Hamlet, directed by Gregory Doran at the Courtyard Theatre, Stratford-upon-Avon.

 

       The popular orthodoxy, starting with Hazlitt, is that Shakespeare wrote four great tragedies and they are, by extension of the argument, his four greatest plays. They are, of course, Hamlet, King Lear, Macbeth and Othello. But as a lifelong theatre-goer who has seen double figures of productions of all of them I have been led to the disjunctive conclusion that either they are not as good as they are cracked up to be or (Hazlitt’s view) that they are very difficult to stage. One way or the other the proportion of disappointment has always been higher than for the comedies and the histories. Perhaps it is the sheer weight of expectation.
       And here is a production which has raised expectations to record levels. The Royal Shakespeare Company’s Hamlet, directed by Greg Doran, with David Tennant as Hamlet and Patrick Stewart as Old Hamlet and Claudius, sold out every seat for every performance in the large Courtyard Theatre before the first guard shone his torch across the ramparts of Elsinore in earnest. This is something to do with the “sci fi” connection: for those who don’t know Tennant is the current Dr. Who and Stewart once commanded the starship Enterprise. But it is also the case that Greg Doran is the RSC members’ director of choice.
      For once there is not a hint of disappointment. The stage is generally plain, sharing its mirrored background with the current production of A Midsummer Night’s Dream. Effects such as chandeliers for the court and a bed for the bedchamber are simple but effective. Costume is a bit of a mixed bag, but unequivocally modern; Hamlet shoots Polonius instead of stabbing him, Gertrude draws on a cigarette in the privacy of her own bedroom and the final duel is fought in modern fencing kit. I’m not sure what is left out from the hugely long First Quarto version, but it’s nothing I missed or remembered and the production is well over three hours on stage without ever dragging.

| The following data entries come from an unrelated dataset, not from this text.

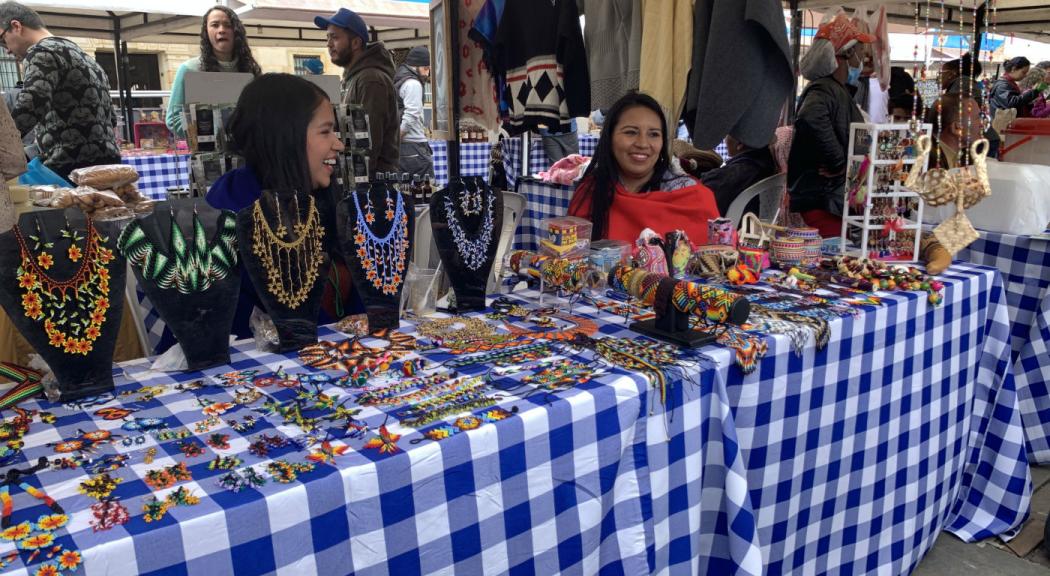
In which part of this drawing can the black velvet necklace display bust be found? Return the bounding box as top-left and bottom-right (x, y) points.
(431, 178), (503, 313)
(120, 198), (240, 370)
(336, 184), (416, 332)
(0, 208), (127, 402)
(231, 191), (329, 351)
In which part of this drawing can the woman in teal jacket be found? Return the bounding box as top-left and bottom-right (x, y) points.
(165, 6), (261, 137)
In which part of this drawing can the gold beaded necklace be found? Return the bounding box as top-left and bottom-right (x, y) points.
(252, 191), (324, 310)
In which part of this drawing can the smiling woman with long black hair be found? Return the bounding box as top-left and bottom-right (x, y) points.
(207, 73), (356, 338)
(165, 6), (263, 137)
(569, 92), (718, 243)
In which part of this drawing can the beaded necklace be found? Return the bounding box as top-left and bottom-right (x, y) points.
(12, 218), (113, 356)
(351, 187), (410, 296)
(252, 191), (324, 310)
(444, 342), (553, 367)
(117, 208), (237, 294)
(445, 185), (496, 271)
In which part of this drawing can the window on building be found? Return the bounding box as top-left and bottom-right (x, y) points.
(292, 55), (324, 76)
(0, 55), (22, 90)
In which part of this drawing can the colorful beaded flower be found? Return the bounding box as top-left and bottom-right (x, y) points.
(13, 218), (114, 356)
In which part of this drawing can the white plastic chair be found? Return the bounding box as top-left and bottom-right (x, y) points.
(485, 191), (527, 294)
(726, 173), (788, 228)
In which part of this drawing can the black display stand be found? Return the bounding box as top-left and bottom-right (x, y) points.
(336, 184), (416, 333)
(120, 198), (240, 370)
(236, 192), (329, 353)
(431, 177), (503, 313)
(0, 208), (127, 402)
(629, 297), (716, 348)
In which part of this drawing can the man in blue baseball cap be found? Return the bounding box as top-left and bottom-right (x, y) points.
(314, 8), (401, 173)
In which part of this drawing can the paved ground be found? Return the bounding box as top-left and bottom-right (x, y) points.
(912, 466), (1050, 576)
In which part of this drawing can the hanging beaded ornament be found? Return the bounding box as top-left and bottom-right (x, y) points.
(444, 180), (496, 271)
(117, 208), (237, 294)
(12, 218), (113, 356)
(351, 186), (410, 296)
(252, 191), (324, 310)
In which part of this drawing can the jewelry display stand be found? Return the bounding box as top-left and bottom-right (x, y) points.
(336, 182), (416, 333)
(840, 123), (930, 262)
(237, 191), (329, 353)
(0, 208), (127, 402)
(431, 177), (503, 313)
(117, 198), (240, 370)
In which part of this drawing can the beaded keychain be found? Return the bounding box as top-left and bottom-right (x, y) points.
(411, 406), (518, 444)
(442, 341), (555, 368)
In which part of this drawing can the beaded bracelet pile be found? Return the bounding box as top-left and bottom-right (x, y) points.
(356, 372), (454, 406)
(444, 343), (554, 368)
(412, 406), (518, 444)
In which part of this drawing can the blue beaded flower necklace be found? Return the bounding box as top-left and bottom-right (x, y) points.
(352, 185), (408, 296)
(445, 179), (496, 271)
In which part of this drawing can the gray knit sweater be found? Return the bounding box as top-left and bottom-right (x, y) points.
(576, 0), (642, 110)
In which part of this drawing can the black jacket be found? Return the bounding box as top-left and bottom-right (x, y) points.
(988, 77), (1040, 118)
(788, 77), (864, 215)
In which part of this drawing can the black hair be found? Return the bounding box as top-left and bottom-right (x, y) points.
(201, 5), (263, 76)
(1003, 56), (1032, 72)
(572, 91), (671, 240)
(0, 2), (44, 30)
(229, 73), (329, 192)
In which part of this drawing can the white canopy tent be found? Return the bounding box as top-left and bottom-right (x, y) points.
(12, 0), (429, 137)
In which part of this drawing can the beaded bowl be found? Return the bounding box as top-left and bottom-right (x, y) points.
(772, 237), (805, 265)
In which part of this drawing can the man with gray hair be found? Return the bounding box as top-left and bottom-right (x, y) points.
(0, 2), (121, 178)
(788, 14), (875, 237)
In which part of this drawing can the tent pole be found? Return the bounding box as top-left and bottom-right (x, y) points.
(445, 0), (462, 179)
(788, 0), (802, 124)
(970, 0), (991, 62)
(108, 12), (132, 142)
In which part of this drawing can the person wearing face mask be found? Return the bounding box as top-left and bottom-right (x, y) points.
(206, 73), (364, 338)
(314, 8), (401, 173)
(394, 46), (434, 178)
(165, 6), (263, 137)
(0, 2), (121, 178)
(988, 56), (1040, 118)
(788, 14), (875, 236)
(569, 92), (718, 244)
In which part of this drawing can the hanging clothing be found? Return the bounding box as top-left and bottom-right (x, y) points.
(576, 0), (642, 110)
(456, 2), (500, 132)
(684, 0), (795, 148)
(495, 0), (590, 135)
(468, 0), (510, 119)
(638, 0), (692, 119)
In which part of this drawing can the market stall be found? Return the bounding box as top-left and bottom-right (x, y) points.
(0, 258), (1030, 574)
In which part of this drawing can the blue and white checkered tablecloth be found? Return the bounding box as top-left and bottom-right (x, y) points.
(692, 264), (1031, 574)
(431, 140), (492, 188)
(0, 310), (760, 575)
(956, 231), (1050, 464)
(121, 154), (190, 200)
(515, 177), (575, 252)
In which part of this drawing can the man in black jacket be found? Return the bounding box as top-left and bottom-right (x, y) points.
(788, 15), (875, 236)
(0, 2), (121, 178)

       At the core of this hugely successful production is the brilliance of Tennant who speaks every word clearly and as if he’s just thought of it. His Hamlet is an immensely unhappy young man who is also capable of a bitter joy at his own wit, his own eccentricity and, increasingly, at his own capacity for violence. At the end of the performance he was cheered by young and old alike, though I have mixed feelings about seeing three hundred fans gathered round a stage door in Stratford. Our very English tradition here is that actors and audience both slip off quietly to the Dirty Duck once formalities have been completed – though I’m sure we’ll get back to this. But I must insist that, contrary to some allegations, Stewart and Tennant cannot be thought of as imported stars: Stewart calls Stratford home and Tennant had his first big parts in Stratford. I especially remember him as an excellent Antipholus of Syracuse in the 2000 production of The Comedy of Errors.
       The rest of the cast are very good. As always, Stewart is excellent, increasingly immobile, impotent and appalled as events and his nephew-stepson spiral out of control. Penny Downie as Gertrude suggests the sort of upper class hostess whose elegant exterior clothes a torn soul. Oliver Ford Davies is wonderfully funny and pompous as Polonius, the sort of old geezer who talks a lot of sense but makes it sound like nonsense. If anyone struggles it is Mariah Gale as Ophelia: her “real” madness looks a lot more feigned than Hamlet’s more ambiguous version.
       All in all this is performance to treasure and to restore the faith. RSC tickets will be changing hands as never before on ebay, despite sternly emailed warnings from the Company that this is not an acceptable practice.